I use Forever Laser Dark A and B sheet and I have a problem with transfer. The image from A Foil stick on B paper. 

Temperature 320F with low to medium pressure for 90 sec
Paper size 11x17

I increased the temperature to 330F and it was worst.
I reduce the pressure and it was not better.

If someone can help me, I ll appreciate.

Thanks

Eric


----------



## paradigmprint (May 7, 2017)

I've been using the Forever low temp for several years ... here's the process I use for 11 x 17.....

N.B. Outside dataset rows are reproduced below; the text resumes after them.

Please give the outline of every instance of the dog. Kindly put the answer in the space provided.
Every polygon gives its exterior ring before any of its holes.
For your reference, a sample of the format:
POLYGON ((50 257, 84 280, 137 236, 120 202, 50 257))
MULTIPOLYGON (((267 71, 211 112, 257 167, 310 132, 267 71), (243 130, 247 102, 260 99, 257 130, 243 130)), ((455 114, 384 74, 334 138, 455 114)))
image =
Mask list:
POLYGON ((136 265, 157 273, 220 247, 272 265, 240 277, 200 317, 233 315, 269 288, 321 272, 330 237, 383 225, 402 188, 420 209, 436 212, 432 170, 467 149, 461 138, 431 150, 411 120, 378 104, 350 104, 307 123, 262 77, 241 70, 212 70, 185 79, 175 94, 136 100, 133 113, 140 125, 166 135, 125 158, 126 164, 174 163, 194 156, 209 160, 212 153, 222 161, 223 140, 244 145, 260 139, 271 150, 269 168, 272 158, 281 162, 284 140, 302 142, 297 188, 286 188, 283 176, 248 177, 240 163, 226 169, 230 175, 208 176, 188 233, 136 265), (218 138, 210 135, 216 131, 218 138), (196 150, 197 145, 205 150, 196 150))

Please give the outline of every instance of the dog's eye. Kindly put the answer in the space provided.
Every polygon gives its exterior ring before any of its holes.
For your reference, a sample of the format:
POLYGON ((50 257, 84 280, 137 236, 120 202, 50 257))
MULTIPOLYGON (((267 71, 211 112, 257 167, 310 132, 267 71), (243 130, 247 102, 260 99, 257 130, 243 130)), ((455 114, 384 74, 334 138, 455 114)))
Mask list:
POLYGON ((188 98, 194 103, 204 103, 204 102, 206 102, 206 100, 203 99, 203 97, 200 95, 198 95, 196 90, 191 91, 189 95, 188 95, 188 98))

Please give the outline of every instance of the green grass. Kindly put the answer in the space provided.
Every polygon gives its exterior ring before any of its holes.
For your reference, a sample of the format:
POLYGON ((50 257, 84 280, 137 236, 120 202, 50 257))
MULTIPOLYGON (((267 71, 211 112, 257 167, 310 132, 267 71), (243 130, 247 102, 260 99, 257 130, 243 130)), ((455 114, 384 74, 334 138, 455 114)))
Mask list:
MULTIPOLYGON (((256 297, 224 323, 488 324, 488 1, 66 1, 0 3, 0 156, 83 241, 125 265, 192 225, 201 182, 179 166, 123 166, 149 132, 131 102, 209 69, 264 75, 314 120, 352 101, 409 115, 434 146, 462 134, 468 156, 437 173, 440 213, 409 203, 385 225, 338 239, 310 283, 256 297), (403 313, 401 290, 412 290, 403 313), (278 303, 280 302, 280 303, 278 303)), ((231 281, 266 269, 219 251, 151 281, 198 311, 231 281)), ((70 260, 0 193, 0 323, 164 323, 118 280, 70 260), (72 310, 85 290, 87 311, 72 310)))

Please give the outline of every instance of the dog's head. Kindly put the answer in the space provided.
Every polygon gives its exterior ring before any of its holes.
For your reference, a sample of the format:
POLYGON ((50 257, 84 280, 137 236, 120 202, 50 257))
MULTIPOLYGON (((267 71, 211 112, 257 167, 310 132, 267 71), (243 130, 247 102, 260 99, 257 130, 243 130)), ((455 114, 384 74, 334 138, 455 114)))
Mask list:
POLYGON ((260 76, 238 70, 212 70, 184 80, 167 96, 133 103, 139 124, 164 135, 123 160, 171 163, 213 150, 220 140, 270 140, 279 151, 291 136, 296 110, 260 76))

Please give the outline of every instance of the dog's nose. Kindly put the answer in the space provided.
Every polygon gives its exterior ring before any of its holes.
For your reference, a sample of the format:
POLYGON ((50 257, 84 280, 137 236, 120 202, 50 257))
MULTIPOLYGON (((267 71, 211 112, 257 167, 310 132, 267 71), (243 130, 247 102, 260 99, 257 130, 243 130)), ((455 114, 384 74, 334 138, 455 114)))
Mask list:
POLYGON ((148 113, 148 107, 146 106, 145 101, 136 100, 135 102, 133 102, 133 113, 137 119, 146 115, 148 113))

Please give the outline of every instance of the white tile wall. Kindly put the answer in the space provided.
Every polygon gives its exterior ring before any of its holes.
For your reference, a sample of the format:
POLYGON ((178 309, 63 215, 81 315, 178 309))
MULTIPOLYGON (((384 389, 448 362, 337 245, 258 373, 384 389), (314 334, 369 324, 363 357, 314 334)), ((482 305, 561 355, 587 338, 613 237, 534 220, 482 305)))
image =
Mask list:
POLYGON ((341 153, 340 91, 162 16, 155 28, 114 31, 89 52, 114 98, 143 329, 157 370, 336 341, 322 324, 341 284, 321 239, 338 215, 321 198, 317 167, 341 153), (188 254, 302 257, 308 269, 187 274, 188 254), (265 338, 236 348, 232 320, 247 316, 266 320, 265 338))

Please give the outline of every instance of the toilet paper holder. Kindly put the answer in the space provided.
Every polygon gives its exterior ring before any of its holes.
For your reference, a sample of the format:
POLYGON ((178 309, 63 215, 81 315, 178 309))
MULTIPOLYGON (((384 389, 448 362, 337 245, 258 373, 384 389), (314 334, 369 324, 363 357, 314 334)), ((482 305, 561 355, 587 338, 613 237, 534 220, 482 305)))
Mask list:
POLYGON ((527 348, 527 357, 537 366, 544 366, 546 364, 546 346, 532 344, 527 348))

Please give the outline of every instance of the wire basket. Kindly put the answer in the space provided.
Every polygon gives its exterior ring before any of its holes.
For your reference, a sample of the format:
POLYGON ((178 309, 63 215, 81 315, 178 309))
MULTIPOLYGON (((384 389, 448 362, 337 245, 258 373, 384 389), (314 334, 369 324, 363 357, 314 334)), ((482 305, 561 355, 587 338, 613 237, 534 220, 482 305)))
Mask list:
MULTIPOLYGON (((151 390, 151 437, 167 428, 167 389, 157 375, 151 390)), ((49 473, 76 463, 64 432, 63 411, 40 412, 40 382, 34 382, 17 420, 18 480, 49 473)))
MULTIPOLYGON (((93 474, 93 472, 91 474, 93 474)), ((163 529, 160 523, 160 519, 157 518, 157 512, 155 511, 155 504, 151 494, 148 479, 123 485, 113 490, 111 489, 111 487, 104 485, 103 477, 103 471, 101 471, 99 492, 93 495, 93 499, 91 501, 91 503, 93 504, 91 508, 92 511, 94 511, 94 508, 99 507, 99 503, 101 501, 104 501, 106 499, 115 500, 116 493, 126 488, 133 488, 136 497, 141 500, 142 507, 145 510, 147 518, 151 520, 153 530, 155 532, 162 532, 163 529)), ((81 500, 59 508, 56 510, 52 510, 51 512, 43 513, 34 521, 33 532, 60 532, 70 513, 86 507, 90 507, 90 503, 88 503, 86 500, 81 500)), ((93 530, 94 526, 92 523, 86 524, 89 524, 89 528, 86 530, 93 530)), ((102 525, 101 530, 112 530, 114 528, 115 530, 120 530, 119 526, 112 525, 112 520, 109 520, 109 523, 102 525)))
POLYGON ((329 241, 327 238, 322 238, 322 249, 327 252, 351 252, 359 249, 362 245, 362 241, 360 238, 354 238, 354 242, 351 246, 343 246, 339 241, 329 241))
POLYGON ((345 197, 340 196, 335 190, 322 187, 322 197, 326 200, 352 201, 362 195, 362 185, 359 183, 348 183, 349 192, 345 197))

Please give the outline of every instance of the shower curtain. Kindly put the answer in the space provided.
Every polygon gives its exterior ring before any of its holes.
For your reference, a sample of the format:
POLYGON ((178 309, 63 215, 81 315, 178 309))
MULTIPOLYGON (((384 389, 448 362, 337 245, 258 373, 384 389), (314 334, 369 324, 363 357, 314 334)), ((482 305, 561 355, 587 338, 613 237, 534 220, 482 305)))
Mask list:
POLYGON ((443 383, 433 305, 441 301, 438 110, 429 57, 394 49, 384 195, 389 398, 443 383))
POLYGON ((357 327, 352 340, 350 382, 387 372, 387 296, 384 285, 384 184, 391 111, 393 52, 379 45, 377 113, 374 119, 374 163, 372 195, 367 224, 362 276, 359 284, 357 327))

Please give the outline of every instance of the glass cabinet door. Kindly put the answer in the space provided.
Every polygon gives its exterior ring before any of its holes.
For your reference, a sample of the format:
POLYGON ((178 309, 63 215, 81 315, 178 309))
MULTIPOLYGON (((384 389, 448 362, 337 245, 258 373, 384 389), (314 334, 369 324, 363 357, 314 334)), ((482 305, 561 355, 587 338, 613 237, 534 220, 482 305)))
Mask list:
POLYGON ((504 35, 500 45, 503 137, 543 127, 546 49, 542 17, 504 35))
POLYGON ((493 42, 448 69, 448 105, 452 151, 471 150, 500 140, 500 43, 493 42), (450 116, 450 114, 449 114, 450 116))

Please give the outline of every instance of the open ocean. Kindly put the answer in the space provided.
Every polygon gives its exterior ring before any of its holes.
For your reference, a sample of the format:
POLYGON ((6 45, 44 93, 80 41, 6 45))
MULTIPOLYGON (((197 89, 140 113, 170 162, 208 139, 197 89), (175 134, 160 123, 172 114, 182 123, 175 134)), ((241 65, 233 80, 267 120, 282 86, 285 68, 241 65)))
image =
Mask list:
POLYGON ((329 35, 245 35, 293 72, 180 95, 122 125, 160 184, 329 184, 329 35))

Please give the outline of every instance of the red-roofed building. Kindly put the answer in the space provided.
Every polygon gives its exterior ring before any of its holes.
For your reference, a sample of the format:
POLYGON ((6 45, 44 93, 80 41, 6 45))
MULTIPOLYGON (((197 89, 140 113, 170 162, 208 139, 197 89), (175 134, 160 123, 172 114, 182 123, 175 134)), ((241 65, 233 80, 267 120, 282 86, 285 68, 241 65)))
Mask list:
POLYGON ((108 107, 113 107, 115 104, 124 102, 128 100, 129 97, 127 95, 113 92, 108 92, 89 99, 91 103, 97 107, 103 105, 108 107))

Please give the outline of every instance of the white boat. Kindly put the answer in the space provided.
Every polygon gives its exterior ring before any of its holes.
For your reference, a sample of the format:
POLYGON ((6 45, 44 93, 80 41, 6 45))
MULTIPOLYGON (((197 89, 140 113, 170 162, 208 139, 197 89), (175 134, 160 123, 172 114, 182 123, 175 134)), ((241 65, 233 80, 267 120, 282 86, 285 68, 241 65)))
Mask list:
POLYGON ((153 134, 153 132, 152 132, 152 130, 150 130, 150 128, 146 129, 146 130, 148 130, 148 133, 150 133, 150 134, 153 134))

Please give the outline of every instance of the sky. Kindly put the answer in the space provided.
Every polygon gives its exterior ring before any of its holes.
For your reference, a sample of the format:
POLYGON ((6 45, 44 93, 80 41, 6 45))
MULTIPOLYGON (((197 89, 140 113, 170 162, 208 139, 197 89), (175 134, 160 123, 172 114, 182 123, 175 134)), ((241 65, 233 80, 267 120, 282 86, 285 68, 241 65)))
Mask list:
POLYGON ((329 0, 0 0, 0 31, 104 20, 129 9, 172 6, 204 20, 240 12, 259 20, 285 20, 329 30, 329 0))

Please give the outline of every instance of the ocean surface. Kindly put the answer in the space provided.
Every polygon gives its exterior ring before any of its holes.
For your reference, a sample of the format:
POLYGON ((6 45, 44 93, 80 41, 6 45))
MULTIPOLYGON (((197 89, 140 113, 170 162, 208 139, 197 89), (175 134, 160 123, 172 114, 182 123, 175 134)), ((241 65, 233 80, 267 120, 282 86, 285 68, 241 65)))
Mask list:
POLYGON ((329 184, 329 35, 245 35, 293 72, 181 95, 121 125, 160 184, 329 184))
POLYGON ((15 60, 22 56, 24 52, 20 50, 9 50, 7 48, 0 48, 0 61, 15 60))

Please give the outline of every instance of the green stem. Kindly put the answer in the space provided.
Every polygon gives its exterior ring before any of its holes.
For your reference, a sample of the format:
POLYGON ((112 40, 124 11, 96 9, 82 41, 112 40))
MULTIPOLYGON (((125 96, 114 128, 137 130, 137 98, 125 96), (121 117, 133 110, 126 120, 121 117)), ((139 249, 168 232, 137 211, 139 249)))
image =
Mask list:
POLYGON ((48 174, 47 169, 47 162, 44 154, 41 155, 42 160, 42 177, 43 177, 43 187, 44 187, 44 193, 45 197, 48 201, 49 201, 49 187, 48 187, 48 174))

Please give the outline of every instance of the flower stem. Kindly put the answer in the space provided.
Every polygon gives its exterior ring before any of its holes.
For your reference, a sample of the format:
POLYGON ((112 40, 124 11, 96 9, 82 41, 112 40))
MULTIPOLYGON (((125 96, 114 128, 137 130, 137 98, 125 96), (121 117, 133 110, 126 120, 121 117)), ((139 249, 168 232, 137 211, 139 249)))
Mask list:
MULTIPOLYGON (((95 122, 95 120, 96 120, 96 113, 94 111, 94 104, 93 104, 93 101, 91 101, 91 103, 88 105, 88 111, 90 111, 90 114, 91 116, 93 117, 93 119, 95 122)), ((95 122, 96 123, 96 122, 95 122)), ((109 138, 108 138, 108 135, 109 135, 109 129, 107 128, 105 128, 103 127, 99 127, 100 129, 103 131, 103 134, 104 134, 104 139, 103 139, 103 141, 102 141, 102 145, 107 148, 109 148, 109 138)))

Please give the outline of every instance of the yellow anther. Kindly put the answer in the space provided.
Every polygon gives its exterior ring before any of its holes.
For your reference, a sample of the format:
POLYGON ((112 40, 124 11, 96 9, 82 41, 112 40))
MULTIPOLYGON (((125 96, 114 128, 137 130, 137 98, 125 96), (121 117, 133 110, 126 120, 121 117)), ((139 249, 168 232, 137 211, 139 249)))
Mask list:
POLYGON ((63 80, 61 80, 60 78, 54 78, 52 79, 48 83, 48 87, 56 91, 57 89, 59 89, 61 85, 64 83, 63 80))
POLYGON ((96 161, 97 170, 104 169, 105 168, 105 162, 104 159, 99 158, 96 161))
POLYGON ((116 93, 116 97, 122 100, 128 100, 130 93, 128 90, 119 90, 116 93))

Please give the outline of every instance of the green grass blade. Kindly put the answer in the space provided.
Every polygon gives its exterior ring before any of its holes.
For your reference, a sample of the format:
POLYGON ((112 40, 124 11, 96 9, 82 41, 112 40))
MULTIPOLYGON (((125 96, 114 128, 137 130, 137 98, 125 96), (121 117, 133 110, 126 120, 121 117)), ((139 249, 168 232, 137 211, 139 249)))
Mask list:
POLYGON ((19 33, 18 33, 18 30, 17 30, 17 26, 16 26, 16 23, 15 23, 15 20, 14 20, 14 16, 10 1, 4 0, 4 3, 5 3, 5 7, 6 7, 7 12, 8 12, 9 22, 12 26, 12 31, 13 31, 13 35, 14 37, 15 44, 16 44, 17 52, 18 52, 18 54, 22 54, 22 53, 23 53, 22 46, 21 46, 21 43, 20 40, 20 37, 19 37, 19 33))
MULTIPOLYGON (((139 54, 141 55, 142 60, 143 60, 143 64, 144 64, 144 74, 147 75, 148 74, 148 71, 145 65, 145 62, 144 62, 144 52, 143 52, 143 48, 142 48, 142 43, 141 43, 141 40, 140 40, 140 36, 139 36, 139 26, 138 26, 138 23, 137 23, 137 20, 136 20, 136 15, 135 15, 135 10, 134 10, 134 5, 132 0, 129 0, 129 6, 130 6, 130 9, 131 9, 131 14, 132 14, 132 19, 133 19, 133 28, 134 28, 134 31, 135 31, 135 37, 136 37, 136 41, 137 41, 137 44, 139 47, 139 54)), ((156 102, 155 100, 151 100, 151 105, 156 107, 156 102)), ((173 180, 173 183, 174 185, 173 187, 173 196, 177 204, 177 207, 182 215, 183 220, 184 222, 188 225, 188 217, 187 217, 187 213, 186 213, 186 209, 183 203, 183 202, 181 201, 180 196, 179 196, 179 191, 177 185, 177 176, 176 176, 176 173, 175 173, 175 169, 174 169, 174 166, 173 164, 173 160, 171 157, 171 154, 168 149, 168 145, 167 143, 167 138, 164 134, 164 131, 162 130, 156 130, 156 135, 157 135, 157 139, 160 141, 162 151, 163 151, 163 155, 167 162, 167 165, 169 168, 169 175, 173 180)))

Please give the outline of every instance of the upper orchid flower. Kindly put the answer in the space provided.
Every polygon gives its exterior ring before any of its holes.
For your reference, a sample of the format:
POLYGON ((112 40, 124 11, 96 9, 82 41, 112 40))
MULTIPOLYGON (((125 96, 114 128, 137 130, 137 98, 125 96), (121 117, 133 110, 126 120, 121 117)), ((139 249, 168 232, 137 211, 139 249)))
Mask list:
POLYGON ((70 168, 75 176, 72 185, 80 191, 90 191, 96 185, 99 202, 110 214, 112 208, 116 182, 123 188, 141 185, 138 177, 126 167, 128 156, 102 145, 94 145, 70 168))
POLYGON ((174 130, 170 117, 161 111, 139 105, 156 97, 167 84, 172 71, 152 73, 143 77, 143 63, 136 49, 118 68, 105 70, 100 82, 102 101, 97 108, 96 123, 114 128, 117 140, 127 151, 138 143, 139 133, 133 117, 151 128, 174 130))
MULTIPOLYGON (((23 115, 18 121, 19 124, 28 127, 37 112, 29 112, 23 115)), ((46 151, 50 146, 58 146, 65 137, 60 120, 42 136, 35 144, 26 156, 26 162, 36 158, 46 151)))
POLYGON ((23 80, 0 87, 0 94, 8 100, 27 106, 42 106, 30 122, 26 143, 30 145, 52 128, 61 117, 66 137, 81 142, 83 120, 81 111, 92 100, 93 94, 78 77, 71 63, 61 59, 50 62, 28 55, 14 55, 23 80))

First, I'm assuming you're using the paper with one of the Okidata White Toner printers? If not, I believe they have different instructions for a couple other OKI CMYK printers but I'm pretty sure that the paper isn't intended for use with other brand printers.

1). Heat press temp set to 305 degrees
2). Preheat the platen to begin with (before the first press).
3). Foil first - covered with the B paper. (I make a small slice at the bottom right corner to allow a grab space to peel).
4). I place 4 sheets of standard 11x17 typing paper on top of the B sheet. (It helps to place a sheet of silicone or baking paper sideways between the B sheet and the typing paper to allow for easy removal of the typing paper after pressing).
5). Press at medium/low pressure for 2:00 minutes.
6). Remove the typing paper and peel immediately from bottom right to top left - keeping the paper as much against the platen as possible.


----------



## wisdom1201 (May 3, 2016)

paradigmprint said:


> I've been using the Forever low temp for several years ... here's the process I use for 11 x 17.....
> 
> First, I'm assuming you're using the paper with one of the Okidata White Toner printers? If not, I believe they have different instructions for a couple other OKI CMYK printers but I'm pretty sure that the paper isn't intended for use with other brand printers.
> 
> ...


 Thank you so much for answering this because I to was having SOOO much difficulties with this paper having spotty transferring. I know you mentioned that it has to be an OKI printer but when I look at the instructions if gives heat settings for OKI and CMYK so I don't believe this to be an issue. It transfers about 85 percent of the time but its that other percent that is costing me money lol


----------



## bwdesigns (Aug 10, 2006)

I always make sure the bottom platen is hot. So if there is a bit of a wait between transfers, I run a press cycle, or a half of one anyways.


----------



## paradigmprint (May 7, 2017)

wisdom1201 said:


> It transfers about 85 percent of the time but its that other percent that is costing me money lol


Kind of, I think? My experience with traditional CMYK printers using Forever (or Neenah) is that they do a good job with more dense colors but not so much with pastels. The white toner, being a dense color, and an underlay of all prints, resolves this issue.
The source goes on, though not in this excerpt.